There’s been talk in the press of banning tackling from the game of rugby for school age children. I used to play rugby for my school and county and I loved it. It was about the only sport that I’d ever been good at; except for a brief growing spurt where I seemed to be able to run faster than the wind.
Rugby, like lots other competitive
team sports, has lots to offer. It’s a great team game and teaches you a range
of skills from strategy and hand-eye coordination through to singing a good
sweary song in the showers. Unfortunately, according to the British Journal of
Sports Medicine, the structure at the heart of the game, namely the collisions
and tackling involved that moves the game forward, has a ridiculously and
frightening high injury rate.
One piece of recent research followed 825 school-aged rugby players for one academic year. There were 426 injuries, of which 204 - almost a quarter of the total - kept the children from playing sport for 28 days or longer. It also found that there were 81 diagnosed concussions – that’s ten percent of the players in the survey. Thinking back I probably realised this when I played, in fact in my day it was probably higher.
We live in a society where kids are coddled. They don’t climb trees or play out late. They don’t take themselves off to school aged seven and hardly any of them have ever swum in a river on a hot summer’s afternoon. Parents wrap children in cotton wool and health and safety, along with the fear of litigation, stops schools from allowing almost anything in the playground including conkers. Of course rugby isn’t conkers. It’s an extreme contact sport more dangerous than boxing and many more schoolchildren play rugby than put on the gloves.
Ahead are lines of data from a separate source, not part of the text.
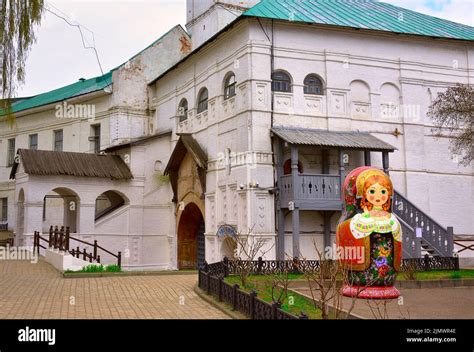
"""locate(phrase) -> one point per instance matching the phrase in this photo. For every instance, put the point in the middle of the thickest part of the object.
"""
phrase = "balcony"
(311, 192)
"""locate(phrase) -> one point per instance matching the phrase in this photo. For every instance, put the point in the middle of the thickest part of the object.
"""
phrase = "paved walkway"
(429, 303)
(38, 291)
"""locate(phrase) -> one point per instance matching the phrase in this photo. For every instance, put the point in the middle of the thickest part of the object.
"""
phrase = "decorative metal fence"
(246, 303)
(295, 266)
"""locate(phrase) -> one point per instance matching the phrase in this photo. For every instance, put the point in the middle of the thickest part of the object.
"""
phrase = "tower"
(207, 17)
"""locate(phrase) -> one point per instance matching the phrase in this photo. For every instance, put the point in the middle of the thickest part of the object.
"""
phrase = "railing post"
(303, 316)
(234, 296)
(259, 265)
(275, 306)
(253, 295)
(61, 239)
(450, 239)
(427, 262)
(50, 241)
(95, 249)
(66, 245)
(219, 292)
(208, 286)
(226, 266)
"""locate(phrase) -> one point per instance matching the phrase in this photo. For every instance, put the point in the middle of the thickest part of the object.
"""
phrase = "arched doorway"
(191, 241)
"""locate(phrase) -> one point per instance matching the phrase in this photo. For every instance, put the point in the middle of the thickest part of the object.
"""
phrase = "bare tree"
(18, 19)
(248, 248)
(453, 116)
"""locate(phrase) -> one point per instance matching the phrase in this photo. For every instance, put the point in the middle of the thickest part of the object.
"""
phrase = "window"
(11, 152)
(313, 85)
(107, 203)
(33, 144)
(281, 82)
(203, 100)
(183, 110)
(229, 86)
(4, 213)
(95, 138)
(58, 141)
(287, 167)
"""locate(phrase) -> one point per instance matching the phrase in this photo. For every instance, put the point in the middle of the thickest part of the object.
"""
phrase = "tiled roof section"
(362, 14)
(50, 163)
(323, 138)
(73, 90)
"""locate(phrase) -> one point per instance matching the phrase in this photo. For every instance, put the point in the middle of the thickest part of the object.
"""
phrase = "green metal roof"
(362, 14)
(73, 90)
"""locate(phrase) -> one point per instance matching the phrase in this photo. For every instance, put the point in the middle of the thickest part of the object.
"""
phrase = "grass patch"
(293, 303)
(441, 274)
(94, 268)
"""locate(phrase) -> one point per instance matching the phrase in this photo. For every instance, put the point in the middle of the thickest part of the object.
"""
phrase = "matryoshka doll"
(369, 236)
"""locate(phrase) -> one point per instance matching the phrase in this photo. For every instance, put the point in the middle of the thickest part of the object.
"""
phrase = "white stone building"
(256, 126)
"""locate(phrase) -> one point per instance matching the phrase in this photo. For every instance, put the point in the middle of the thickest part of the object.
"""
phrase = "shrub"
(113, 268)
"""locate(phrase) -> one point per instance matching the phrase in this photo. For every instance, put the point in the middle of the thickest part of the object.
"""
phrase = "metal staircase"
(421, 234)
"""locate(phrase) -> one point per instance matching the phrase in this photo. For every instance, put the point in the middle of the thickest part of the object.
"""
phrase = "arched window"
(229, 86)
(281, 82)
(183, 110)
(203, 98)
(287, 167)
(313, 85)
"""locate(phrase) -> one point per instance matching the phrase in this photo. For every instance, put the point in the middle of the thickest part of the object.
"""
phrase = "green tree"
(452, 113)
(18, 19)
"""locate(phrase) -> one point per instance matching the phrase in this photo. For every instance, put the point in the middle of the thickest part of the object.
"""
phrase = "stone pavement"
(38, 291)
(427, 303)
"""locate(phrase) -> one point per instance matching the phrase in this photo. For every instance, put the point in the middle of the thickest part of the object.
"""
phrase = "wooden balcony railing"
(311, 191)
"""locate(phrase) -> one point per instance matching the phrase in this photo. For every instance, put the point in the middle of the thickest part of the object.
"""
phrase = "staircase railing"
(59, 238)
(440, 239)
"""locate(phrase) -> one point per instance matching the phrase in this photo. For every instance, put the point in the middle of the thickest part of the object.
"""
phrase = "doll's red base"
(373, 292)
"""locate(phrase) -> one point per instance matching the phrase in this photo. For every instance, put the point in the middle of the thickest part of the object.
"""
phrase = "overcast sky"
(122, 28)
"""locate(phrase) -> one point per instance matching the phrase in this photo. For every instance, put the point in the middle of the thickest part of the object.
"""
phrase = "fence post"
(427, 262)
(450, 239)
(50, 243)
(95, 249)
(66, 245)
(208, 287)
(234, 296)
(55, 240)
(219, 290)
(259, 265)
(253, 295)
(303, 316)
(226, 266)
(61, 239)
(275, 306)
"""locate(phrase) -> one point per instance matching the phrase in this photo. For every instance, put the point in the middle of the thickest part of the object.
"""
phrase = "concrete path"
(38, 291)
(432, 303)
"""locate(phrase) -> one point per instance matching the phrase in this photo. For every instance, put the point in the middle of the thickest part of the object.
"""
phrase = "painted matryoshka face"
(377, 195)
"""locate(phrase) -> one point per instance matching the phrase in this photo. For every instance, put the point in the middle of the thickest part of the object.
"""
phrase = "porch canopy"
(332, 139)
(186, 144)
(51, 163)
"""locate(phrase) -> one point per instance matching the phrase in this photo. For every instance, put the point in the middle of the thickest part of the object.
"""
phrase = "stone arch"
(61, 207)
(191, 240)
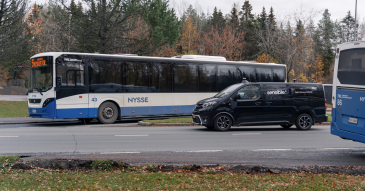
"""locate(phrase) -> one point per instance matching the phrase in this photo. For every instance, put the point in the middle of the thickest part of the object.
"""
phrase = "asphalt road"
(263, 145)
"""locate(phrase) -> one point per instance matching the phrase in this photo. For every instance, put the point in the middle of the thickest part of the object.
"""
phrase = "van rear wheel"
(222, 123)
(108, 113)
(304, 121)
(286, 126)
(209, 127)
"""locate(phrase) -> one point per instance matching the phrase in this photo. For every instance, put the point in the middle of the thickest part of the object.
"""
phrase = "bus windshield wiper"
(38, 90)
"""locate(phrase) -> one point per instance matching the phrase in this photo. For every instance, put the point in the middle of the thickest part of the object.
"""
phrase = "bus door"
(72, 97)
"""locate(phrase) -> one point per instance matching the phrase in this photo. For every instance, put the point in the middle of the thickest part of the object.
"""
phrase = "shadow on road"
(258, 129)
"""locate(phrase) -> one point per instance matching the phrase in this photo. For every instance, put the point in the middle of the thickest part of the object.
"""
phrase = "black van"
(270, 103)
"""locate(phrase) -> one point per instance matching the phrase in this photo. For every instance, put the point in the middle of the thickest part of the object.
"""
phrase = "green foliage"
(13, 109)
(117, 180)
(102, 164)
(6, 162)
(163, 23)
(324, 41)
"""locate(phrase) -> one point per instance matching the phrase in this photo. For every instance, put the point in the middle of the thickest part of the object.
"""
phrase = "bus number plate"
(353, 120)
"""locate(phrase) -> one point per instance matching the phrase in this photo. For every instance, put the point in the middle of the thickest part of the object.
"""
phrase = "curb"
(141, 123)
(24, 122)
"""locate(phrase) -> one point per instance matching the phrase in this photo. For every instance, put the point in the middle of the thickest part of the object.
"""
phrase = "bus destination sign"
(36, 62)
I’ve done both and I have to say, although my dalliance with the ring was short lived, I didn’t get the weekly injuries I did playing rugby. Nor did I end up in hospital flat on my back for weeks waiting for my inverted collarbone to fix itself back in place.
Thinking about my rugby playing schooldays I realise now just how much injury and pain it involved. Dislocations were common, bruises and bloodied noses not worth mentioning, and the pitch was often strewn with boys who had knocked each other out in a hard tackle. Once I heard the crack of bone as a femur snapped from twenty yards away and on one sad season a boy was killed. I still loved playing though. I loved the winning, the team, the muscles I developed and the thrill of finding myself on the team when I checked the notice board under the library. It made me one of the lads and girls were pretty impressed too.
Looking back though, it seems mad somehow. Why put yourself in so much danger and pain for a game? I was young, but I wasn’t stupid and after the incident with my collar bone I didn’t play much because I couldn’t go in hard on the tackle for fear it would pop again. I shouldn’t have played at all according to what the hospital said, but I still did for a while even though my collar bone threatens to come out even today when I lift a heavy box.
So where do I stand nowadays?
The alternative is that rugby will eventually die out in schools and that would be a terrible shame.